Последняя часть письма была ложью. Или нет? Может быть, сегодня Хелен Уотт вдруг возьмет и похвалит его за то, что он не только переворачивает для нее страницы документов?

Да куда там! Буквально вчера он застал Хелен за тем, что она перепроверяла один из его переводов. Какой смысл нанимать аспиранта, восемнадцать лет изучавшего иврит, испанский и португальский языки, если ты сомневаешься в его знаниях?

С другой стороны, если у тебя самого вышел затык с диссертацией, то все лучше переворачивать страницы, чем ничего.

Мысли его ходили по кругу, как автобус по кольцевой развязке. Понадобилось совсем мало времени, чтобы его размышления направились по этому маршруту. Несколько тошнотворных месяцев в Лондоне – и к горлу у него уже подступала желчь. Аарон провел в библиотеке три-четыре недели, пытаясь найти связь между шекспировским Бассанио из «Венецианского купца» и еврейской семьей Бассано – и только лишь для того, чтобы обнаружить, что другой ученый исследовал этот вопрос… и установил, что Бассано вовсе не был евреем.
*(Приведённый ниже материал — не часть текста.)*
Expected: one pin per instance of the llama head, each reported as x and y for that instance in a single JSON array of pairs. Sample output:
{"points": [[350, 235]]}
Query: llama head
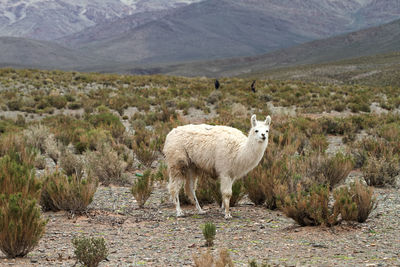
{"points": [[260, 129]]}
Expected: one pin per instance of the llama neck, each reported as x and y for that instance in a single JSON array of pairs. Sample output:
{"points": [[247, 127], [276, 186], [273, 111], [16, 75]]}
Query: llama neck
{"points": [[250, 155]]}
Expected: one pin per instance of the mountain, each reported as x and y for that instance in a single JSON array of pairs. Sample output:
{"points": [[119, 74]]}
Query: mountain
{"points": [[29, 53], [186, 37], [206, 30], [215, 29], [367, 42], [52, 19]]}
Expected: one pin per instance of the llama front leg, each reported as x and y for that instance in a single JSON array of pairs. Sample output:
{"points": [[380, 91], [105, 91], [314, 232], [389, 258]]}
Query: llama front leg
{"points": [[192, 185], [226, 191], [174, 186]]}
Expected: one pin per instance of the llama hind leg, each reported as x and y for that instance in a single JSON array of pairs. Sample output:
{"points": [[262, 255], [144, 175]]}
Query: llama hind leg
{"points": [[174, 186], [226, 190], [191, 183]]}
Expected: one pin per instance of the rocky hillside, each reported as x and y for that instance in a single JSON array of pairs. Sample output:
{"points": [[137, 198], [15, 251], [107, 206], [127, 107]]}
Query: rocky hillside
{"points": [[48, 20]]}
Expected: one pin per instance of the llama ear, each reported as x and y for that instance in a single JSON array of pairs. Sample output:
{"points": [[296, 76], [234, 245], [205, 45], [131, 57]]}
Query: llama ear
{"points": [[268, 120], [253, 121]]}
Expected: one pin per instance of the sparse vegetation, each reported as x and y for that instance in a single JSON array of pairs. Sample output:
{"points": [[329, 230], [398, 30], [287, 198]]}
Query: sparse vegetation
{"points": [[21, 225], [355, 203], [71, 193], [209, 231], [90, 251], [75, 119], [207, 260], [142, 188]]}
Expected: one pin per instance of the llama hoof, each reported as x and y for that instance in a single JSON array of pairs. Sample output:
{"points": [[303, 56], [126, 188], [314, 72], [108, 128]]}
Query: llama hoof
{"points": [[180, 214]]}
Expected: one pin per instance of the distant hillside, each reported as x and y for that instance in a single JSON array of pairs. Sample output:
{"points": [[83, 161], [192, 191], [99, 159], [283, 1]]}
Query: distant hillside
{"points": [[377, 70], [206, 30], [216, 29], [28, 53], [372, 41], [49, 20]]}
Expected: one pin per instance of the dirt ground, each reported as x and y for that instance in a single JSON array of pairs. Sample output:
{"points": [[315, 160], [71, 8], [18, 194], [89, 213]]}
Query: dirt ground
{"points": [[153, 236]]}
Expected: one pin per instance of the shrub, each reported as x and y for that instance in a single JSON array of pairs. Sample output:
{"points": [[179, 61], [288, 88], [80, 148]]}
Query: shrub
{"points": [[36, 136], [354, 203], [319, 143], [58, 101], [108, 121], [382, 171], [253, 263], [207, 260], [52, 147], [21, 226], [325, 170], [336, 169], [106, 165], [209, 231], [70, 193], [92, 139], [144, 146], [142, 188], [90, 251], [309, 207], [71, 164], [15, 147]]}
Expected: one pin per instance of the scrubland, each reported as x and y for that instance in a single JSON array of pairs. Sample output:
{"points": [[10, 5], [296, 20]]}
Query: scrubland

Тогда Аарон взялся за «Бурю». Он предположил, что магические книги и волшебное одеяние Просперо могут иметь еврейские источники, однако скоро установил, что и здесь он ошибался. Хуже того, до него дошло, что он совсем не понимал смысла пьесы, так как не мог до конца поверить в то, что Просперо отказался от своей магической силы. Аарон не смог разобраться в смысле кульминации «Бури» – он не мог согласиться с тем, что такой персонаж, как Просперо, добровольно сломает свой волшебный жезл и откажется от способности ослеплять, мстить и привлекать к себе тех, к кому он испытывал неодолимую страсть, – так что, если он не смог разобраться даже в поверхностном смысле текста, который большинство критиков считали одним из выдающихся произведений Шекспира, то постичь более глубокие смыслы нечего было и надеяться.
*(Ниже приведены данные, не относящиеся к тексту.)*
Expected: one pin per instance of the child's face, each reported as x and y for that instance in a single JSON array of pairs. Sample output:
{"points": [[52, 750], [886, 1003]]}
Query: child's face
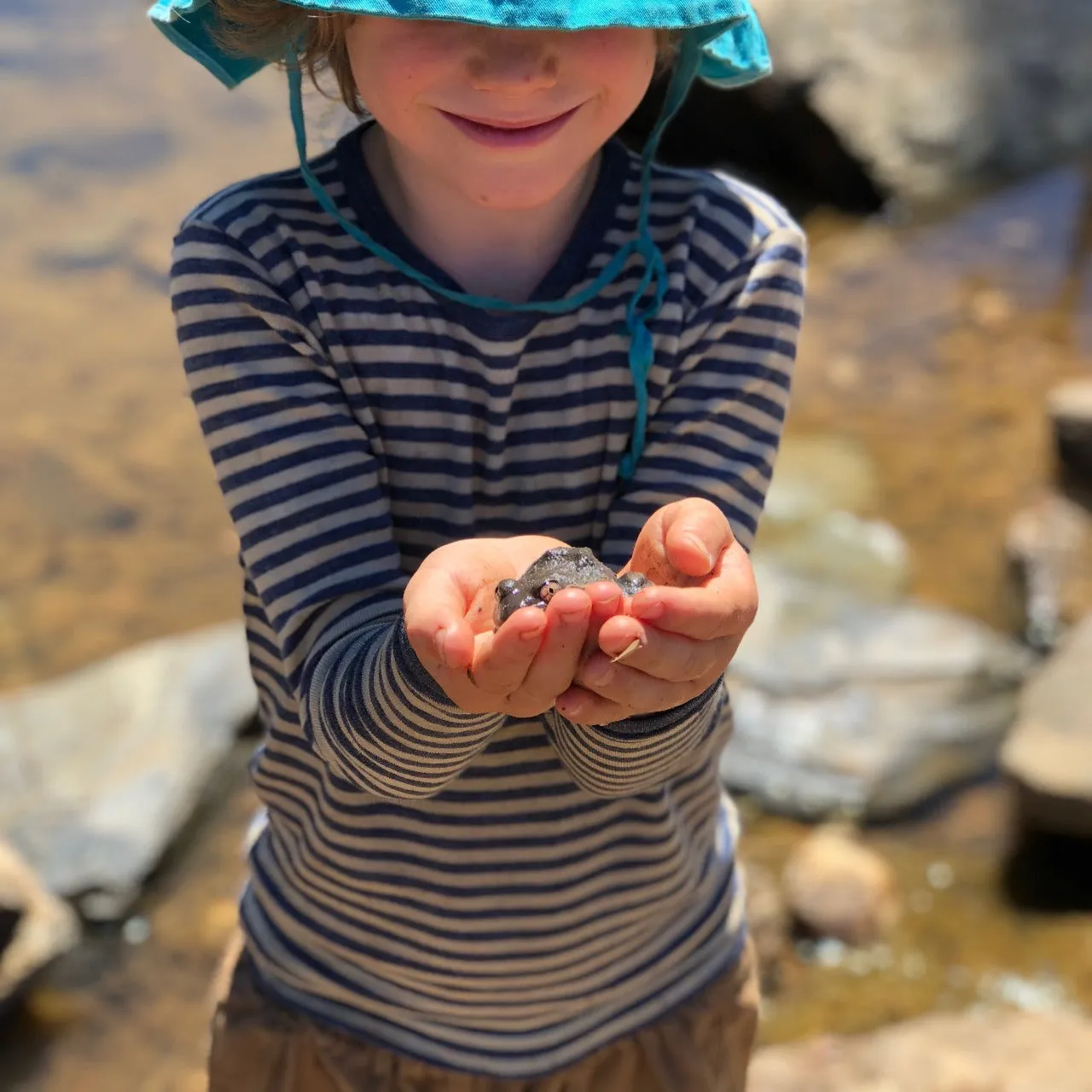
{"points": [[508, 118]]}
«Бурю» пришлось оставить в покое.

Дарси постарался успокоить, утешить его, насколько способен на подобное отношение британец. Поглаживая свою обрамленную редкими седыми волосами лысину, Дарси сказал Аарону с неприсущей ему теплотой, что для тех, кто выбрал для себя суровый путь научного знания, неизбежны темные периоды. Но, добавил Дарси, он уверен, что Аарон в конце концов обязательно справится.

И, хлопнув его по плечу, Дарси вывел Аарона из кабинета и вернулся к своему обеду.

Да, куда проще заниматься темами помельче, чем пытаться сказать что-то новое о Барде[36], вокруг имени которого академические шарлатаны плясали, словно железные опилки вокруг магнита. Как-то раз на вечеринке с пивом и чипсами один парень, который знал о репутации Аарона как одного из «бардопоклонников», похвастался, что он сам опроверг три теории о личности Темной Леди и Светловолосом Друге и скоро займется установлением личности любовниц и любовников Шекспира. Однако, когда Аарон стал уточнять подробности, паренек повел себя уклончиво, как будто Аарон собирался украсть его идеи. Но он напрасно волновался, так как, по мнению Аарона зацикливаться на давно умерших людях – даже если ты оказался столь проницательным ученым, что предположил, будто Шекспир писал свои сонеты не просто из головы, а упоминал в них реальных людей, которых любил, – это просто пустая трата времени. И выяснение того, кто нравился Барду и с кем у него что-то было, не добавило бы новых значимых черт к образу и значению великого поэта. Пусть сонеты, посвященные Темной Леди и Светловолосому Другу, говорят сами за себя и остаются универсальными посланиями, не нуждающимися в контексте.